A fleet of Russian warships are heading towards Australia's coast just days before the G20 summit in Brisbane, Australia's defence ministry announced on Wednesday.

The Australian Defence Force (ADF) are monitoring four vessels, including a cruiser, a destroyer, a refuelling ship and one of the world's most powerful tug boats. The ships are currently believed to be in the Coral Sea near Papua New Guinea, heading towards Australia's east coast.

The presence of Russian naval ships in the region comes days before the G20 summit this weekend in which leaders from around the world, including Russian president Vladimir Putin, meet to discuss how to respond to the global financial crisis.

It also comes after weeks of tensions between the Australian prime minister Tony Abbott and Putin over the shooting down of the Malaysian Airlines passenger plane MH17 over eastern Ukraine, which killed all 298 people on board, including 38 Australians.

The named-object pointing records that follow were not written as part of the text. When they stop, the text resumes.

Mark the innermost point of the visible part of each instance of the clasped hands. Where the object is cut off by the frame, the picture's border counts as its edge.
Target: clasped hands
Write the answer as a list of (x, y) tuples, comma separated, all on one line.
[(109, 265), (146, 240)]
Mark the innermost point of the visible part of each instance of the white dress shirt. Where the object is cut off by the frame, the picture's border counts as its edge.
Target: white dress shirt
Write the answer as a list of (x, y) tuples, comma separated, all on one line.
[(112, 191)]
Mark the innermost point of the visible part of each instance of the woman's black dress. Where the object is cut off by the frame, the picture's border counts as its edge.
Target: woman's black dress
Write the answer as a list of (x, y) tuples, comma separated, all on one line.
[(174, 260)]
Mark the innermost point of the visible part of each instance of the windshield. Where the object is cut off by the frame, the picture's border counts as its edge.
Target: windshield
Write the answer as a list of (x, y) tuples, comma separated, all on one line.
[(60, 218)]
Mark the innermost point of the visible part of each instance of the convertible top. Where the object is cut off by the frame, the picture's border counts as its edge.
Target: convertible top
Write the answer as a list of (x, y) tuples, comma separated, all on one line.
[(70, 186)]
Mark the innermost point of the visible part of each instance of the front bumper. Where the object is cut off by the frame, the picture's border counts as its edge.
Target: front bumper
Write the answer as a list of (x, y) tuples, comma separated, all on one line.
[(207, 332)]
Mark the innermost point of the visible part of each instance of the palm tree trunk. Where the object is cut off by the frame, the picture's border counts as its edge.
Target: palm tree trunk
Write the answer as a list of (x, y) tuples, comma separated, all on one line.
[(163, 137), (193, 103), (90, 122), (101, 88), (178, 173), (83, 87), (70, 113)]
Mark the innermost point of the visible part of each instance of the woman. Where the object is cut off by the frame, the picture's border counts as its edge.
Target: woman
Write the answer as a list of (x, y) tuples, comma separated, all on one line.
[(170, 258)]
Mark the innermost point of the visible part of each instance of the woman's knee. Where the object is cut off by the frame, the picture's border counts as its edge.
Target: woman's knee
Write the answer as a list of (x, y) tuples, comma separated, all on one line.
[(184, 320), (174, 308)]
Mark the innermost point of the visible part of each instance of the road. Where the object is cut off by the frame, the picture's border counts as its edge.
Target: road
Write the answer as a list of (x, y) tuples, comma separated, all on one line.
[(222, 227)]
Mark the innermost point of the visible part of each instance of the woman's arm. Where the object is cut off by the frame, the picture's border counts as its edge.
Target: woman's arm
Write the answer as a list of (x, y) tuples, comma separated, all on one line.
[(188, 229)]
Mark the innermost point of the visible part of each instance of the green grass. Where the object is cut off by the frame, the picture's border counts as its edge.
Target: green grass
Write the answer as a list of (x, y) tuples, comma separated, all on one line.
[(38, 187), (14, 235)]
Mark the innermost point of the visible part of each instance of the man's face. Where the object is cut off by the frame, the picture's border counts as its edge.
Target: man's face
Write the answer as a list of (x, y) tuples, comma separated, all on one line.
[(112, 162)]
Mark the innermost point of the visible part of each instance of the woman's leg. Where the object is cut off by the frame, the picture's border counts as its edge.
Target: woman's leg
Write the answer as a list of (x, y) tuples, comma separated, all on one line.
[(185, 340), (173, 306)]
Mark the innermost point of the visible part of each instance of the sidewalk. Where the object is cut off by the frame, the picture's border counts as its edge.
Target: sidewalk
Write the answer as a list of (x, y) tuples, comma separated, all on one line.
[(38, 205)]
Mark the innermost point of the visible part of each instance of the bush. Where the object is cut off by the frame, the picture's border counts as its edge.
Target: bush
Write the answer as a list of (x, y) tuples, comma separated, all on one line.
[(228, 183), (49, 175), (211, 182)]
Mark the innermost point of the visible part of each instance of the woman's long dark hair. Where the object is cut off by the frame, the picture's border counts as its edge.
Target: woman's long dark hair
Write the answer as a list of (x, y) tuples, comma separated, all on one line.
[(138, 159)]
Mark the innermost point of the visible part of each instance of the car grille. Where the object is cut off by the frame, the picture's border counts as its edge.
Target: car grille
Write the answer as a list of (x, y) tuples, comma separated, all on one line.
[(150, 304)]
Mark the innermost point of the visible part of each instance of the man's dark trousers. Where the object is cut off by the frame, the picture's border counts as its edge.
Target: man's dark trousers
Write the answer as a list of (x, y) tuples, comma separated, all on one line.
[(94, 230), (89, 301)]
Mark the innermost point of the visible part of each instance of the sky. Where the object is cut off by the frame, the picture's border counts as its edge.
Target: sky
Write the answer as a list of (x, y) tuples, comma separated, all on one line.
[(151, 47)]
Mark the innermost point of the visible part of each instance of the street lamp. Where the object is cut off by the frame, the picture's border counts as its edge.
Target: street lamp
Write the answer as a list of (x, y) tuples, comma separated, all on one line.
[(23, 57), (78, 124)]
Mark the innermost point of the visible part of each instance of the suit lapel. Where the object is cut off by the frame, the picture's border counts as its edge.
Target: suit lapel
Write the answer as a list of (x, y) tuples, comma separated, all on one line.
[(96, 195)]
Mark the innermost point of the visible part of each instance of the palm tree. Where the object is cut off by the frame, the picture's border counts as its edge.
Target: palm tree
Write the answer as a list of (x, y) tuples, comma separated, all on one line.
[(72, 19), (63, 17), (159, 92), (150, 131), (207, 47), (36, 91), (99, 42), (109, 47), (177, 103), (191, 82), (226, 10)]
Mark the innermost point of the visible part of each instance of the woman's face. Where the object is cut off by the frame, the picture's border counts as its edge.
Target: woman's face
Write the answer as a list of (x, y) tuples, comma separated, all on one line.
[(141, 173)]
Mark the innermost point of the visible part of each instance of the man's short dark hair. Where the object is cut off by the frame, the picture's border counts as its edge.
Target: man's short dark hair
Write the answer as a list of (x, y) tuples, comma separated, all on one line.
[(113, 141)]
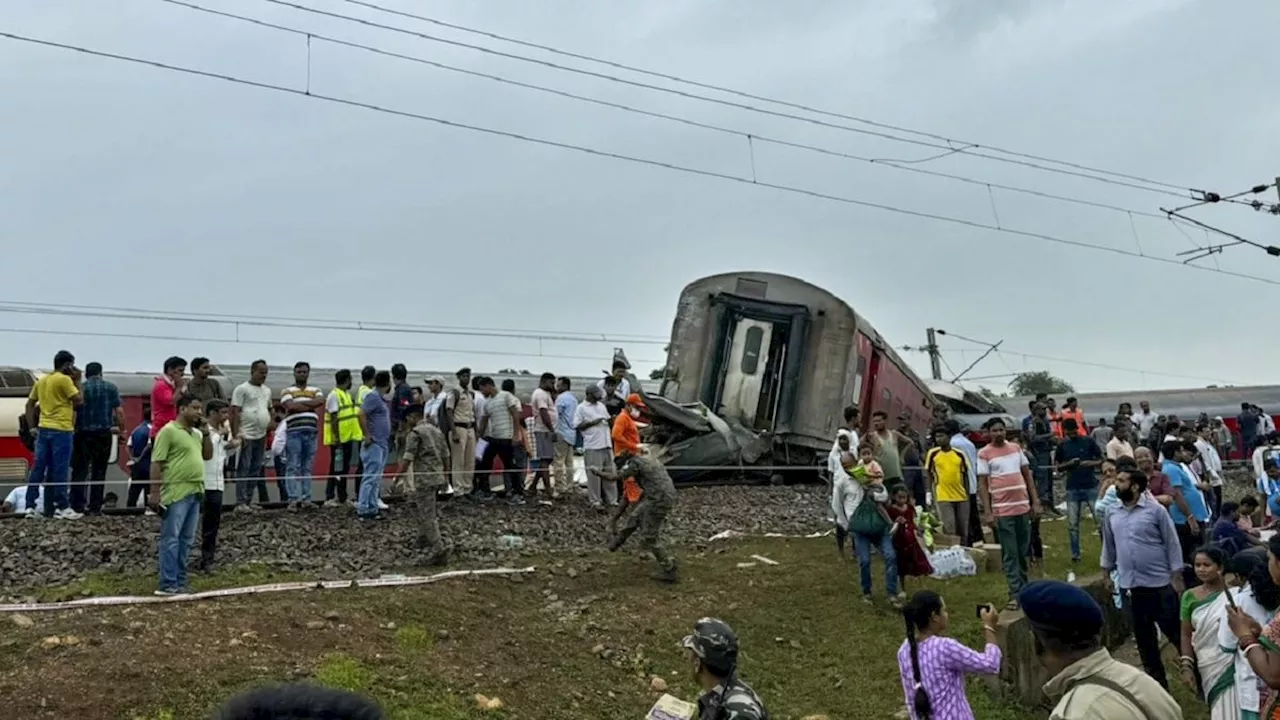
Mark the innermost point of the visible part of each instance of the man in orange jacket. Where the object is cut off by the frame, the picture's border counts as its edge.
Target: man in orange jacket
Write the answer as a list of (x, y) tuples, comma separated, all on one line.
[(626, 440)]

Last month, Abbott, who has accused pro-Russian rebels in Ukraine's Donetsk region of shooting down the plane, anticipated a confrontation with Putin at the G20 summit, saying he intended to "shirtfront" the Russian president over the issue, referring to an illegal technique in Australian football in which you manhandle an opposing player to the ground.

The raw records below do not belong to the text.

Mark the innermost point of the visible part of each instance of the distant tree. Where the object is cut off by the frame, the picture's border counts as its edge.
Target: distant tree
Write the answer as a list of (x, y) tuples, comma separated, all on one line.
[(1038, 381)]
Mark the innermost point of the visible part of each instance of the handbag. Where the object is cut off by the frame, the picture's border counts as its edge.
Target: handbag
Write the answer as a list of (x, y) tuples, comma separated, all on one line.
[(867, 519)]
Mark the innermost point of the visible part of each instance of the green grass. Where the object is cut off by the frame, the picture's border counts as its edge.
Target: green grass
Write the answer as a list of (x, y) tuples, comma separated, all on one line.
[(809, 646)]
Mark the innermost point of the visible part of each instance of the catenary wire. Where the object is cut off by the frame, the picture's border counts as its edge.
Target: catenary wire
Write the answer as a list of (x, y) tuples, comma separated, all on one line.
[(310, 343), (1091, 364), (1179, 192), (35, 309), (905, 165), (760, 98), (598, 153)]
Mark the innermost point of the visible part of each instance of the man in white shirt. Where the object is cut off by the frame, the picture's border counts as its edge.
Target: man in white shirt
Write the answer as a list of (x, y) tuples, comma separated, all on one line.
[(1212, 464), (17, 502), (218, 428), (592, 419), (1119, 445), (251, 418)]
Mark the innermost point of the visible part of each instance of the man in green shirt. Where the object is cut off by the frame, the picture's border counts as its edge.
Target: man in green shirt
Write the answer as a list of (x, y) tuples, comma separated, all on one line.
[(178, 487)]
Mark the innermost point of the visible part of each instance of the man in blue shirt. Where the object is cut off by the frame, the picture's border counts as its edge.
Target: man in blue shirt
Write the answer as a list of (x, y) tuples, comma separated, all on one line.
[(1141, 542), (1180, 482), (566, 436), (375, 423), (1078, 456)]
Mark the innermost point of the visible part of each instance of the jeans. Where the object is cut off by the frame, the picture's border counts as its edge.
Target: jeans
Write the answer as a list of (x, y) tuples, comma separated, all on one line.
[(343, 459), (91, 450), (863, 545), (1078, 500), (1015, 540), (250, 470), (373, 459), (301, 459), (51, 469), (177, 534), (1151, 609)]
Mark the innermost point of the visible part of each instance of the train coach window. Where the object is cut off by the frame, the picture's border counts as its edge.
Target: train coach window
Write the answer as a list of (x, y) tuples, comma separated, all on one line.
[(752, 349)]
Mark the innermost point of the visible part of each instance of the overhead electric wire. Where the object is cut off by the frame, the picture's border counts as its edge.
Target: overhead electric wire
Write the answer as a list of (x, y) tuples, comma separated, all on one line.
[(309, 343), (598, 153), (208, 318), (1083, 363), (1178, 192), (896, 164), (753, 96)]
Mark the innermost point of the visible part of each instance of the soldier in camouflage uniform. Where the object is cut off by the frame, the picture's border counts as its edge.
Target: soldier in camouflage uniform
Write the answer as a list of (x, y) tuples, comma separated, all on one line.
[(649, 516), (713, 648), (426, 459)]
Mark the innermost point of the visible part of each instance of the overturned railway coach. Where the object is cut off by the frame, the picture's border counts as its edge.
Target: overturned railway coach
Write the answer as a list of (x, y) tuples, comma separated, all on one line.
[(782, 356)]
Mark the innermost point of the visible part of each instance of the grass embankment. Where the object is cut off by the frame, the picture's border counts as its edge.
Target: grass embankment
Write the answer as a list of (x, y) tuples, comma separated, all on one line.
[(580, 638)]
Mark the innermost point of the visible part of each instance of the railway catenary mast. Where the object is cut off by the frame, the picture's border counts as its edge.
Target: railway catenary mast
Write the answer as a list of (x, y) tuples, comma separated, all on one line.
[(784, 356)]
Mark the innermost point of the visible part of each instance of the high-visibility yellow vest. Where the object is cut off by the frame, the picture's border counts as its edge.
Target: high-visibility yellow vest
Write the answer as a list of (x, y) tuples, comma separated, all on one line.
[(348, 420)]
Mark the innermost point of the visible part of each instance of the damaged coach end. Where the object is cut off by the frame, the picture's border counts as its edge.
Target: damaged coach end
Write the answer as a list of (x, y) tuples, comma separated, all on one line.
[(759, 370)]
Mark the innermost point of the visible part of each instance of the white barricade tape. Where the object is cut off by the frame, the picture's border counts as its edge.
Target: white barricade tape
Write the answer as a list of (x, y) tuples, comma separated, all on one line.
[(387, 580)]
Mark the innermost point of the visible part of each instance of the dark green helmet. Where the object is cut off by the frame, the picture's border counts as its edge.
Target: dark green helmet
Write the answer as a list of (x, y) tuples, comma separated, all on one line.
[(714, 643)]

On the sidelines of the Asia-Pacific Economic Co-operation (APEC) summit held in Beijing yesterday, Abbott told Putin that Australia "was in possession of information suggesting that MH17 was destroyed by a missile from a launcher that had come out of Russia, was fired from inside eastern Ukraine and then returned to Russia", the prime minister's office said.

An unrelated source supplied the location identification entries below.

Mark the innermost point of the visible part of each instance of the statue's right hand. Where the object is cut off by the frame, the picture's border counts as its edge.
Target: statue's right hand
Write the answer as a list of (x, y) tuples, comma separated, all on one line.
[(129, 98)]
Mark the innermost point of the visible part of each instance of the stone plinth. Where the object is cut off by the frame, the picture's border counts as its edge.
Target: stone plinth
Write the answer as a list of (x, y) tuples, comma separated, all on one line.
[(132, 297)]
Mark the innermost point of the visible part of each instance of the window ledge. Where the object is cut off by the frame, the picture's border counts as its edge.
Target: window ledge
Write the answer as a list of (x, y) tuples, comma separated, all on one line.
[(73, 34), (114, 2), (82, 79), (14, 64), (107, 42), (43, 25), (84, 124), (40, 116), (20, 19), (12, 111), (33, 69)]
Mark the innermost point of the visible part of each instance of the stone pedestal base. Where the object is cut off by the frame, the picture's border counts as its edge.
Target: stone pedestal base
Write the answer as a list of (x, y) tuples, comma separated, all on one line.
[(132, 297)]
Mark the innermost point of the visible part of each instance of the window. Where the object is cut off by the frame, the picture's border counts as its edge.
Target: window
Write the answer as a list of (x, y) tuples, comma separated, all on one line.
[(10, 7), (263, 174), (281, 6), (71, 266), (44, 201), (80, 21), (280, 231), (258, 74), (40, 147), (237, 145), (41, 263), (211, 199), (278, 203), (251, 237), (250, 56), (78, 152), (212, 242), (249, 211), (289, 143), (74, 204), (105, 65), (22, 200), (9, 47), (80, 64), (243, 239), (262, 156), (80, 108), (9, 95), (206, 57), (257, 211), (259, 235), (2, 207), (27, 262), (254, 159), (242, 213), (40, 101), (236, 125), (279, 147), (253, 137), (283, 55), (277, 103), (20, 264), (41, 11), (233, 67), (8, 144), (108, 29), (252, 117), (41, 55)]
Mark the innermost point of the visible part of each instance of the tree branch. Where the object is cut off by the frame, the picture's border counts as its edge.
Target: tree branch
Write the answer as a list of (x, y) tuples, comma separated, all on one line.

He said that, if this was true, it would be "a very serious matter''.

Putin's spokesman Dmitry Peskov said that Abbott did not try to 'shirtfront' Putin in the meeting.

The deployment of the warships has been interpreted as another flexing of Russia's military might, following increased naval and air incursions over and around Europe. Nigel West, an intelligence community historian, told Newsweek: "The deployment of the Russian task force to Australia is a classic 'projection of power', a well-known diplomatic maneuver. Putin is deliberately demonstrating a capability to send warships anywhere in the world."

In a statement, the ADF said that this was not the first international conference that Russia had attended with an accompanying convoy of military vessels - Russian ships were also present at the 2009 (APEC) summit in Singapore as well as the former Russian president Dmitry Medvedev's visit to San Francisco in 2010.

Nonetheless, the ADF have deployed P3 Orion planes and a naval warship known as frigate HMAS Stuart to keep an eye on the Russian fleet.

"The movement of these vessels is entirely consistent with the provisions under international law for military vessels to exercise freedom of navigation in international borders," the statement said.

The deployment comes just days after the release of a report detailing the dangers of increased naval and aerial confrontations between Russia and Western forces.

In one of the incidents documented in the report, a Russian military plane, flying without its transponder on and therefore undetected by air-traffic control, came within 90 metres of a Scandinavian airlines passenger plane taking off from Copenhagen.

According to Nigel West: "Putin's message is clear. He's saying, 'I have a global reach and Russia needs to be taken seriously again as a world power'.".

"His message is not a threat, but a political statement," said West.